Fig. 4: The Ginzburg–Landau model with linearly coupled structural and magnetic degrees of freedom.

a Static OLD polarization rotation \({\varphi }_{{{{{{\rm{LD}}}}}}}\) and monoclinic angle change δβ in FePS₃ as a function of temperature. The inset shows the linear relation of these two parameters. b Evolution of Δ\({\varphi }_{{{{{{\rm{LD}}}}}}}\) (i.e., \({\eta }^{2}\left(t\right)-{\eta }^{2}\left(t \, < \, 0\right)\)), Δβ (i.e., δβ − 0.1°, 0.1° is the β change across T_N.), and Δα close to T_N. Solid lines: coupled relaxation of Δ\({\varphi }_{{{{{{\rm{LD}}}}}}}\) and Δβ based on a model with a linearly coupled term (\({\eta }^{2}\delta \beta\)).

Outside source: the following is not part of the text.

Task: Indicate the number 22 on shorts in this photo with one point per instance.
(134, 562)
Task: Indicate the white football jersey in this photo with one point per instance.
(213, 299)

Dashed lines: decoupled relaxation of Δ\({\varphi }_{{{{{{\rm{LD}}}}}}}\) and Δα based on a model with a quadratically coupled term (\({\eta }^{2}\delta {\alpha }^{2}\), see “Methods”). c The relaxation time of the interlayer shearing (\({\tau }_{\beta }\)) agrees with the numerical results based on the Ginzburg–Landau model (solid curve). d Schematic of the relaxation process of OLD polarization rotation and interlayer shear. The potential energy surface is generated from Eq. (1), shown as a function of intralayer magnetic order parameter and monoclinic angle. The system is excited from the ground state (open red circle) to the excited state (solid red dot) and relaxes to the ground state by a coupled recovery of magnetic order and monoclinic angle. The green solid dot represents the partially recovered intermediate state.